Statistic analyses were performed by using SPSS 13.0 software. The data are expressed as mean ± SD. Student’s T test was used in the data statistics. Values of P < 0.05 were considered significant.
Anti-bacterial effects of berberine
As described previously, berberine has been widely used for treatment of bacterial infection disease, and presents antibacterial acitivity. However, the role of berberine in antibacterial action has not been extensively studied. Therefore, we first investigated its effect on LT2 infected mice. Preliminary test have presented the LD50 of Salmonella typhimurium LT2 gavage at 7.5 × 105 CFU per mouse and each 4-6-week old Balb/c mouse was challenged with LD50 of LT2. The results show that 50% of the mice without berberine treatment died by the end of the 8th day following infection. By contrast, after treated with 10 mg/kg, 20 mg/kg, 30 mg/kg and 40 mg/kg berberine, 60, 60, 70 and 90 percent of the infected mice survived to the 8th day, respectively (Figure 1). Meanwhile, the infected mice without berberine treatment lost 18.96 ± 2.58 percent of their body weight, whereas those in the berberine treatment group maintained or increased their weight. Meanwhile, we also proved that berberine have no effects in bacteriostasis (data not shown).
Effects of berberine on the survival from LPS induced death of BalB/C mouse
It is known that endotoxin(LPS) plays an important role in the bacterial infection process and berberine was expected to present some anti-endotoxin effects.

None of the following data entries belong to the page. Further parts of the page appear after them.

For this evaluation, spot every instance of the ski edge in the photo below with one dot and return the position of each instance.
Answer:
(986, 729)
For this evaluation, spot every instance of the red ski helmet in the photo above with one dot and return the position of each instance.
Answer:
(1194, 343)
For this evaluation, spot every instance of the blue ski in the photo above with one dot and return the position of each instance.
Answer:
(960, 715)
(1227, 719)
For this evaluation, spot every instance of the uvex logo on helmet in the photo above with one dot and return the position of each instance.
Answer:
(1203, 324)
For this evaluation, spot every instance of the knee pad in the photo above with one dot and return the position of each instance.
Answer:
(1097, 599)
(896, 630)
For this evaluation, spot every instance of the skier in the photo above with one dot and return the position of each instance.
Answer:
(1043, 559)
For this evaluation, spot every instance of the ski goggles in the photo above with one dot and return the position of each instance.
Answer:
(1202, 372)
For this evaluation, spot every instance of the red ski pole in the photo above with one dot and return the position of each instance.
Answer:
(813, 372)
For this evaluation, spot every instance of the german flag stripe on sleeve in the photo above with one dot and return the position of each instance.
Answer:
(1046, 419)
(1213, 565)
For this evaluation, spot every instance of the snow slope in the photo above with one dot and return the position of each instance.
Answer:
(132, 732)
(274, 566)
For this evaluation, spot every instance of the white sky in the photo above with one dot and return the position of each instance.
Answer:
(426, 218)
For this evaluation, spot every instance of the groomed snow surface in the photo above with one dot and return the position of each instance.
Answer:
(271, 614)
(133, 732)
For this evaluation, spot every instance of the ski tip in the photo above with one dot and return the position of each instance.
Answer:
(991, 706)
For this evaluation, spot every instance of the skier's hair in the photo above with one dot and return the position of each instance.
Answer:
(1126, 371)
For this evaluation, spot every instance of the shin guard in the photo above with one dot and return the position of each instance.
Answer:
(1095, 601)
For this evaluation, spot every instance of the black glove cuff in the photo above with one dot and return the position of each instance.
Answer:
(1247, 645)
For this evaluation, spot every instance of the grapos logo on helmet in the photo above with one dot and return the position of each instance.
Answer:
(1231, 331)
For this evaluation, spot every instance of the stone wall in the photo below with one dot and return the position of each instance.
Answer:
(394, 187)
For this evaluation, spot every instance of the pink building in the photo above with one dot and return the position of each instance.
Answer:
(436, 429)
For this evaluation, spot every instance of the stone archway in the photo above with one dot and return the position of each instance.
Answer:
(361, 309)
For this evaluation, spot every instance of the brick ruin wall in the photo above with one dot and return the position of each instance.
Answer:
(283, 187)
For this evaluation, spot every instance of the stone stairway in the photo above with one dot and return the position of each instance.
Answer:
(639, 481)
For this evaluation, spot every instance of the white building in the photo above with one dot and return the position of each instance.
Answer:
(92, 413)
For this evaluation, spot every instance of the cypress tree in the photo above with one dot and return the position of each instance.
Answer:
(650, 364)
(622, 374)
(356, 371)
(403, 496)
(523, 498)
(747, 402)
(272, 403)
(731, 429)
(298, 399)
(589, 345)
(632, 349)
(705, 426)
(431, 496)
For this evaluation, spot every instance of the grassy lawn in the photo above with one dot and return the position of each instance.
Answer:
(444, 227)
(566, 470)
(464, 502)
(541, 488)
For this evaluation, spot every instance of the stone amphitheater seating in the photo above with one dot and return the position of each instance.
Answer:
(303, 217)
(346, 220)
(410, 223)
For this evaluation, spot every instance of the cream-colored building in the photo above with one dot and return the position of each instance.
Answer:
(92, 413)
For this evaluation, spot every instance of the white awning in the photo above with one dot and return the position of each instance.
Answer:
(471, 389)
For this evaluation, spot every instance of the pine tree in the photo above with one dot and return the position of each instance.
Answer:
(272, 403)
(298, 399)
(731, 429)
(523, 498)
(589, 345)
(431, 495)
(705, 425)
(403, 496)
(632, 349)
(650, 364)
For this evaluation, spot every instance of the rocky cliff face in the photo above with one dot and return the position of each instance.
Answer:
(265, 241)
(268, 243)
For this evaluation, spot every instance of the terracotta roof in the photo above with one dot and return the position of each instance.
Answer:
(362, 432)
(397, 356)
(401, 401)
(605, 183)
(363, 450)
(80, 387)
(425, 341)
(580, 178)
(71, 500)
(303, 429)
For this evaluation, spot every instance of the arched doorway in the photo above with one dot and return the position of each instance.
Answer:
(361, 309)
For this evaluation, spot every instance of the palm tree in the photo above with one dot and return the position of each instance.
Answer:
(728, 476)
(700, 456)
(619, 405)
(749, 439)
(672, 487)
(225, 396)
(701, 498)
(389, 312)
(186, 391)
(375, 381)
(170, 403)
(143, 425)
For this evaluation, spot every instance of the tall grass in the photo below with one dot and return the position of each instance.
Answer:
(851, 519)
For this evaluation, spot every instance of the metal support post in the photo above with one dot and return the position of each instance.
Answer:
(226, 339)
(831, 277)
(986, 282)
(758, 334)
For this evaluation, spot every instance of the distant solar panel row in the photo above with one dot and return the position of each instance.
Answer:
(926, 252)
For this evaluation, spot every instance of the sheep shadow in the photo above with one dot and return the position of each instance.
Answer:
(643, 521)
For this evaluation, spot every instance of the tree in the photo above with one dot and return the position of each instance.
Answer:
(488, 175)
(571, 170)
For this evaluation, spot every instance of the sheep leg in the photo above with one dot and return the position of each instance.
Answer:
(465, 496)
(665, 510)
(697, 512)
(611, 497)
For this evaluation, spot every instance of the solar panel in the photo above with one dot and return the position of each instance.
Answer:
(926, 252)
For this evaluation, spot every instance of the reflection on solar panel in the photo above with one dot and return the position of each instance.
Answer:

Therefore, LPS-challenged Balb/c mice model was established to investigate whether berberine could reduce the mortality rate of mice challenged with LPS. Preliminary test indicated that the mice injected intraperitoneally with 2 EU/ml endotoxin solution (0.5 ml of each) reached a lethal rate of 80% and every 4-6-week old Balb/c mouse were injected with 2 EU/ml bacterial endotoxin(0.5 ml for each mouse). The results show that 80% of the mice without berberine treatment died, and the average death time is 6.27 ± 4.72 hours. By contrast, After treated with 0.20 g/kg, 0.16 g/kg and 0.13 g/kg berberine, 60, 50, and 50 percent of the infected mice survived respectively, and the average death time of each group were 16.17 ± 7.77, 14.89 ± 5.74 and 12.96 ± 6.51 hours, which was significantly better than that of mice only exposed to LPS (P < 0.05) (Figure 2).
Effects of berberine on the LPS induced fever of pyretic rabbit
Based on the hypotheis that berberine may block the LPS signaling, berberine is expected to present the ability to relieve fever caused by LPS. In the present study, we investigated the antipyretic effect of berberine on LPS-challenged rabbits. Each rabbit was injected with 0.8 EU/kg LPS. The changes in body temperature of the rabbits treated with 0.06, 0.05 or 0.04 g/kg berberine are significantly lower than those of the non-treatment group, and the 0.05 g/kg treatment group presented the most siginificant effects. (P < 0.05) (Figure 3).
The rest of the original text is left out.